How serious are those doubts? In New Hampshire, 34 percent of Democratic primary voters said it was most important that a candidate is honest and trustworthy. That’s eight points more than picked “has the right experience” or “cares about people like me,” an amazing 22 points than “can win in November.”

Those voters who prioritized honesty and trustworthiness supported Sanders over Clinton 91 percent to 5 percent. In a Democratic primary. In a state where Clinton beat Barack Obama in 2008, which her husband carried in two general elections in the 1990s.

Yikes. As it happens, Clinton flunked “cares about people like me” too, losing those voters to Sanders 85 percent to 15 percent. So far, New Hampshire isn’t an anomaly. In Iowa, Sanders beat Clinton among people who wanted an honest and trustworthy candidate 83 percent to 10 percent. Those who wanted a candidate who cared about them voted 74 percent to 22 percent for Sanders over Clinton.

That’s in a state Clinton won. (Give or take a few coin tosses.)

So when Sanders trounced Clinton 60 percent to 38 percent in the New Hampshire primary, it wasn’t just a rejection of Democratic Leadership Council, New Democrat, Goldman Sachs, Third Way centrist politics. Clinton herself has found a way to move left on most issues that would have once left her vulnerable anyway, save a persistently hawkish foreign policy.

The vote for Sanders over Clinton was at least partially a rejection of her personally. Yes, Sanders comes from a neighboring state and built his lead in the Granite State polls even before the email situation worsened. But when idealistic progressives look at the Democratic Party, they want to see Sanders rather than Clinton.

That’s arguably a bigger problem than whether or not you voted for the Iraq war or designed Romneycare. You can at least apologize for and distance yourself from policy mistakes, as Clinton and Romney did in both those cases.

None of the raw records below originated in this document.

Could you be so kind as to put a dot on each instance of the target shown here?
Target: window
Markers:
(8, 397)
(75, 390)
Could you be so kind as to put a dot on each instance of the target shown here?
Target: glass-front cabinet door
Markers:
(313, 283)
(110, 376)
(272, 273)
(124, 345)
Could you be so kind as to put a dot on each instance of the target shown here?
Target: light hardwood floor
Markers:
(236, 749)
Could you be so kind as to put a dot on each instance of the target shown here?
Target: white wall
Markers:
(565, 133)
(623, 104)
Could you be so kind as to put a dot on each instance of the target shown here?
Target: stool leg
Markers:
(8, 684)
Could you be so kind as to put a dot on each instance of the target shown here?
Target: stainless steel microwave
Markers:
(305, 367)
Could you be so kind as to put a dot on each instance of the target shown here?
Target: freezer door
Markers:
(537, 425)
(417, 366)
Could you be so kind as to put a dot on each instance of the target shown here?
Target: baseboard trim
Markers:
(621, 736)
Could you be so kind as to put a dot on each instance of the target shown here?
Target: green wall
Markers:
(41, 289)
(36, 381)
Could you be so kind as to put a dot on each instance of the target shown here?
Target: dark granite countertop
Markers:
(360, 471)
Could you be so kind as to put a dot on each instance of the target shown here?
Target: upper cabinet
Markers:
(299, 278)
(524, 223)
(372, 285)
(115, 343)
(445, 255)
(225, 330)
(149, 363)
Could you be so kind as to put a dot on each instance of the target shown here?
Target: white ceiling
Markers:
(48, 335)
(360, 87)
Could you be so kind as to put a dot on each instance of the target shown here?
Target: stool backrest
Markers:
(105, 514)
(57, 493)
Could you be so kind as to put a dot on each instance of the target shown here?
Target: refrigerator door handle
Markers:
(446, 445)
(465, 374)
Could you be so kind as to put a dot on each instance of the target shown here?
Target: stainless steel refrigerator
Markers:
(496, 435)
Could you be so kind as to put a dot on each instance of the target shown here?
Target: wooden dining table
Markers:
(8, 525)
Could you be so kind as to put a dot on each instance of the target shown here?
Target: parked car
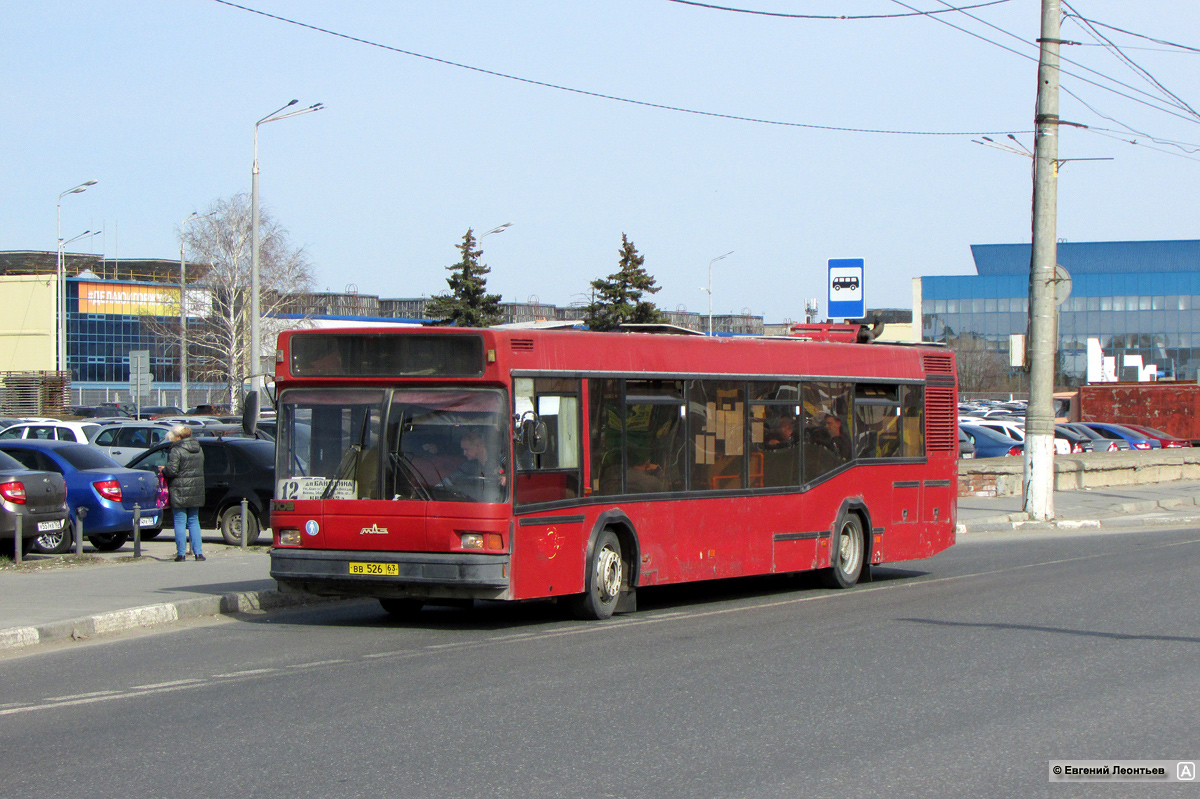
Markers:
(1137, 440)
(90, 412)
(1074, 442)
(118, 408)
(1102, 443)
(96, 482)
(153, 412)
(207, 410)
(966, 446)
(228, 431)
(234, 468)
(1012, 430)
(191, 421)
(1167, 440)
(125, 440)
(39, 498)
(52, 431)
(990, 444)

You can’t apologize for who your base voters think you are.

The good news for Clinton is that like Santorum vs. Romney, Sanders is unlikely to assemble a diverse enough coalition to actually defeat her. He will probably just make her nomination as difficult and unpleasant as possible, leading to a more drawn out process than originally envisioned.

Clinton will have to worry about losing Ohio to Sanders, just as Romney had to scramble to avoid losing it to Santorum. The Rust Belt will be tough, as will the caucus states where she was famously out-hustled by Obama in 2008. She will inevitably lose other contests. But unless Sanders starts appealing to minority voters, especially African-Americans, in much larger numbers than he has up until now, or the email investigation unambiguously places her in legal jeopardy, she will not lose the nomination.

Sanders’s following is more ardent than Santorum’s or even Clinton’s. But it is more limited than Clinton’s.

The Democratic establishment has a crisis of legitimacy, but it is nowhere near as advanced as the crisis afflicting its Republican counterpart. Clinton lost badly to an avowed socialist. Donald Trump won more votes than Jeb Bush, Marco Rubio and Chris Christie combined. Trump’s margin of victory over runner-up John Kasich is greater than any other candidate’s raw vote total.

So the Republican establishment is in the process of being overthrown while the Democrats’ “revolution” seems to still be in a much earlier phase.

For Clinton there are just two problems. The first is that this is her best case scenario. What if, like Obama’s 2008 Iowa triumph, Sanders’s New Hampshire win alters the Democrats’ sense of the possible and causes them to rethink her inevitability?

Could happen, yes. Likely to happen, no. But the alternative isn’t much more pleasant for her: Santorum’s improbable 2012 strength foretold Romney’s demise in the general election. So might Sanders be a comparable bearer of bad news for Clinton.